Review: Leviathan Falls

Leviathan Falls Leviathan Falls by James S.A. Corey
My rating: 4 of 5 stars

This is the final book in a series that has swept across more than ten years and included a well-received SyFy/Amazon streaming series (which I am an ardent fan of). If you bought all nine books and displayed them, I daresay those doorstoppers would be threatening to break the shelves. So the question is, did this final volume live up to expectations and bring everything to a satisfying end?

I think so. There are a few minor quibbles, mainly in the form of the final antagonist Aliana Tanaka--I didn't think we needed to spend quite so much time in her head. Three of our four main characters, Naomi, Alex and Holden, each had viewpoint chapters, and I would far rather have had at least one chapter from Amos' POV. Now that he is a protomolecule-inspired part alien, I would have loved to know more about how he perceived the world.

Nevertheless, in this final book all the mysteries are revealed: what species made the protomolecule and the ring gates and why they were wiped out. The aliens that killed them, Lovecraftian-like entities from another universe, try to do the same to the humans who have (inadvertently) resurrected the ring gate, leading the dictator of Laconia, Winston Duarte, to attempt to turn all of humanity into a gigantic hive mind to battle back.

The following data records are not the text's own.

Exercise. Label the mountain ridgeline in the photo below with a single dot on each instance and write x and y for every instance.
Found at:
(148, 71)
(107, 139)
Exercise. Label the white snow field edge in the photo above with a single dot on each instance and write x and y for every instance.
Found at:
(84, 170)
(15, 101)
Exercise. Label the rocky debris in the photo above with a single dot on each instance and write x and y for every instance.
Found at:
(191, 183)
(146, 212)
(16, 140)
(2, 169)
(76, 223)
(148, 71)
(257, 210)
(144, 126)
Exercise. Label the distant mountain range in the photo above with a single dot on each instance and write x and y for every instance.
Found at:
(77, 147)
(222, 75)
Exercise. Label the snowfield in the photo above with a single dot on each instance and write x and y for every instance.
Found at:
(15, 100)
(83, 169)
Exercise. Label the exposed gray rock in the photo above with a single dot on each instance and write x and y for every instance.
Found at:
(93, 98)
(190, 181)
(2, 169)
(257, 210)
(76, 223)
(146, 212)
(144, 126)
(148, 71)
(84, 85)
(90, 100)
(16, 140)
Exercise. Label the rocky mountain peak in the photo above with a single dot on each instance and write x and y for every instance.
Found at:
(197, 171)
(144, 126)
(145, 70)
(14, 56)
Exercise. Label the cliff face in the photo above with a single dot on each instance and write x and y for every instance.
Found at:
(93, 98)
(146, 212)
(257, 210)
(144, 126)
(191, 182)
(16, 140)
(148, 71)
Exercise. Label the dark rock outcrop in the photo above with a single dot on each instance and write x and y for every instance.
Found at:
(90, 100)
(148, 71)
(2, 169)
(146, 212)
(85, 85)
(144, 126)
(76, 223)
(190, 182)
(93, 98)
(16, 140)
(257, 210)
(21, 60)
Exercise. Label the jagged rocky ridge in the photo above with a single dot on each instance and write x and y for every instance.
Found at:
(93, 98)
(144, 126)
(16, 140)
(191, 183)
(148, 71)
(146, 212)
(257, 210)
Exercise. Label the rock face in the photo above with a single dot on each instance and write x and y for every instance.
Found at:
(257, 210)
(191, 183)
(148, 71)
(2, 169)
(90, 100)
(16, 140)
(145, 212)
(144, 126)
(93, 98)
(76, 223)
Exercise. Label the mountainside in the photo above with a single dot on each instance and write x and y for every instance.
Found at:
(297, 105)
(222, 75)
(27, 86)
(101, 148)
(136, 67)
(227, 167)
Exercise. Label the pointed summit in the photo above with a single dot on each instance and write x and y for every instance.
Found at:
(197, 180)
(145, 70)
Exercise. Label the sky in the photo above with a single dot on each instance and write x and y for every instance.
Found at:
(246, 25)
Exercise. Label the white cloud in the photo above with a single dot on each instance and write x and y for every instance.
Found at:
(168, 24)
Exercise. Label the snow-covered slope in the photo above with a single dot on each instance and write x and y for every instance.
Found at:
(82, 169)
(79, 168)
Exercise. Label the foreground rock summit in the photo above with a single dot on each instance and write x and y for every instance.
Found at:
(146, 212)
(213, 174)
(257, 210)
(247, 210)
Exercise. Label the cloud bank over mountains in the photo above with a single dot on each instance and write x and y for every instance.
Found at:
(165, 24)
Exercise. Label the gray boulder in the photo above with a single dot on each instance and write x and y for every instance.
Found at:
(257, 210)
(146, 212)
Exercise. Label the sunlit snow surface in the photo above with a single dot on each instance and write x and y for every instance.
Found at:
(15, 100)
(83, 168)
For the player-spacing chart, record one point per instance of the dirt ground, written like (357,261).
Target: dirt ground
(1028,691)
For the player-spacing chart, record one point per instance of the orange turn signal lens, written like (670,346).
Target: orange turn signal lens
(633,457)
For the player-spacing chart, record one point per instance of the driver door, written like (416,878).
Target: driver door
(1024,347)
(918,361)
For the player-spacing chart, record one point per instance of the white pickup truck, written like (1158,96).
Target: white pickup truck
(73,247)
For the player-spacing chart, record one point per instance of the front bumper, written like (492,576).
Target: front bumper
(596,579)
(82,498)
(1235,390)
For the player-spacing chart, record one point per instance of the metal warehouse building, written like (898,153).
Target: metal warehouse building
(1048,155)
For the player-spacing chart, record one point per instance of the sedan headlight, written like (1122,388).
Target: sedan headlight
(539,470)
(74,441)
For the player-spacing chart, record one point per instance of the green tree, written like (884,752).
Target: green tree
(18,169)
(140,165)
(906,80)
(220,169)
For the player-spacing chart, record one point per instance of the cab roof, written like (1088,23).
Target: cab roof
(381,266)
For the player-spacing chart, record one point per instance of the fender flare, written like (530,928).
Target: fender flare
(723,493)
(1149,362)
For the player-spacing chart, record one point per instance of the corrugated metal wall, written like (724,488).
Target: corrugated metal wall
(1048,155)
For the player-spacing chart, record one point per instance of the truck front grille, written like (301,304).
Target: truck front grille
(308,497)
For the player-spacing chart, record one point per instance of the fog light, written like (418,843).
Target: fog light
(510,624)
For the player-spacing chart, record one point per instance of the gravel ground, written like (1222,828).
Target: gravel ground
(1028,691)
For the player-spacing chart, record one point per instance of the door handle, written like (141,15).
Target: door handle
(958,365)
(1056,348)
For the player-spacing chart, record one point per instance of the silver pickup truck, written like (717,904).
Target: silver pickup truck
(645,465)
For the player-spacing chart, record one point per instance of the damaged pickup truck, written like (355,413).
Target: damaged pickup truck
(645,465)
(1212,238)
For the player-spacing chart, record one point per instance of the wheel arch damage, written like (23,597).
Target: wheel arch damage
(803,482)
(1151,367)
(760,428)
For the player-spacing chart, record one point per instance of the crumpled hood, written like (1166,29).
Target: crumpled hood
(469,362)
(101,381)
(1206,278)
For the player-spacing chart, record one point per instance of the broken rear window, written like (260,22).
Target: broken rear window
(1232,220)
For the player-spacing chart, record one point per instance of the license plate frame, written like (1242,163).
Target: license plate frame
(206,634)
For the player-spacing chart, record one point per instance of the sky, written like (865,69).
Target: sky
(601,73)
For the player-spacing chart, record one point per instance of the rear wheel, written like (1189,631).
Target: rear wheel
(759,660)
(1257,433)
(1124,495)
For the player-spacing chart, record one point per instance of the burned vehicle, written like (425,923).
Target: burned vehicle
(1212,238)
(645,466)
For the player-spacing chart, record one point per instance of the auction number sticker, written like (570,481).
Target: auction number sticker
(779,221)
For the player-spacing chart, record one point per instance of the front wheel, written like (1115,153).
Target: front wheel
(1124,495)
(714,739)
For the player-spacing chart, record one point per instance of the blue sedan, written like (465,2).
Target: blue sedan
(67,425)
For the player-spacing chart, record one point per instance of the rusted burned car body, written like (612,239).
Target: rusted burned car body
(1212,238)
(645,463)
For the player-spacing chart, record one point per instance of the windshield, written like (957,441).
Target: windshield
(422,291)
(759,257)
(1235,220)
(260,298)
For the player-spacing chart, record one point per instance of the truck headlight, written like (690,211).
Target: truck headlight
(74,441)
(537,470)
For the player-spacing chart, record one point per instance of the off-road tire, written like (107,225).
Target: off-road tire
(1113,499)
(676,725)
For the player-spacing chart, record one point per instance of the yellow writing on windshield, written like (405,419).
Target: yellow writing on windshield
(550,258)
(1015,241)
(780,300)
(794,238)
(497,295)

For a moment, Jim let himself look forward through epochs to see the brightness that humanity could become spread through the universe, discovering and creating and growing in its chorus. Reaching beyond anything a single human mind could conceive. A blanket of light that rivaled the stars themselves. Back in the bright chamber, his physical body wept with awe.

And he sighed.

"It's not worth it."


The series' ending is just perfect, because of course [redacted] would do what he did, and of course [redacted] would be the last one standing. I think that's what makes the ending so satisfying, that for all the high concepts and space battles and otherworldly enemies, it comes down to our core characters at the last.

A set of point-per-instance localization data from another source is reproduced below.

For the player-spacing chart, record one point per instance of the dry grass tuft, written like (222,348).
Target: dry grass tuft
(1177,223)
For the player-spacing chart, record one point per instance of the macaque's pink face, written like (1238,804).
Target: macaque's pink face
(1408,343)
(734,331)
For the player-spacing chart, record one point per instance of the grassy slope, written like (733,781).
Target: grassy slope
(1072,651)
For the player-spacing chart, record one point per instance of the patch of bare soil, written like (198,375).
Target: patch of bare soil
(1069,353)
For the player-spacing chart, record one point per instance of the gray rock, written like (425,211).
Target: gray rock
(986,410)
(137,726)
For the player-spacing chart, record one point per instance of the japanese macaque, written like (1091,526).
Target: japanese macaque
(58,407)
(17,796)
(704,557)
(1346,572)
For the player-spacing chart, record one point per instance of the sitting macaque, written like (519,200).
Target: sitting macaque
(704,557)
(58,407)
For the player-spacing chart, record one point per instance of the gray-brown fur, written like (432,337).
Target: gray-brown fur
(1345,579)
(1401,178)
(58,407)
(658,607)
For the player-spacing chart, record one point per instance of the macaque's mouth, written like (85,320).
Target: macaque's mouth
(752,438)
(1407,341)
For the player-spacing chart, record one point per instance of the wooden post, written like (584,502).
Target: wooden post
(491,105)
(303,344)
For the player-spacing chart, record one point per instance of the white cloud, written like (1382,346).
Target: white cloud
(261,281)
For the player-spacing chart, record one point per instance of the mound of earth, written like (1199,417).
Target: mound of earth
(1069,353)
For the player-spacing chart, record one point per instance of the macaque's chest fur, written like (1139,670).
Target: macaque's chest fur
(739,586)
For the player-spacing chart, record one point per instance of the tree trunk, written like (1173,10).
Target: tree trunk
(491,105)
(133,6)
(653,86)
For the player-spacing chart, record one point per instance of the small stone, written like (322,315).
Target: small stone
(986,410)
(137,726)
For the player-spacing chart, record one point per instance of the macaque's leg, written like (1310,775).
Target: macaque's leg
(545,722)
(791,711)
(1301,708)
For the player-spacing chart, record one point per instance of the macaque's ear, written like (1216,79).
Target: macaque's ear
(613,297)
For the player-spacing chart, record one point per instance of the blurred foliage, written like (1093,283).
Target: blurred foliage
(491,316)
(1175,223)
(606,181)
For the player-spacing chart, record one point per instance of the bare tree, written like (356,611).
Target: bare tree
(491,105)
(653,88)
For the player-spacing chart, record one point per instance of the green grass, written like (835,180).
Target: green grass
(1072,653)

One caveat: do not start the series with this book. You will be hopelessly confused. In fact, I don't know if you could skip any of the books....maybe volume 4, Cibola Burn, although there are still characters and threads in that book which come into play at the end. But I think the absolute minimum--if you're more concerned with the mysteries of the protomolecule and the ring gates--would be the first three and the final three books.

(I do regret that the final books probably won't be filmed and added to The Expanse series, though. This one, especially, would be epic, and I would have loved to see a certain actor playing out the Epilogue. On the other hand, I'm so grateful that Amazon picked up the series after SyFy's cancellation and we were able to get what we did.)

This series was, and is, an achievement, and we probably won't see many like it again.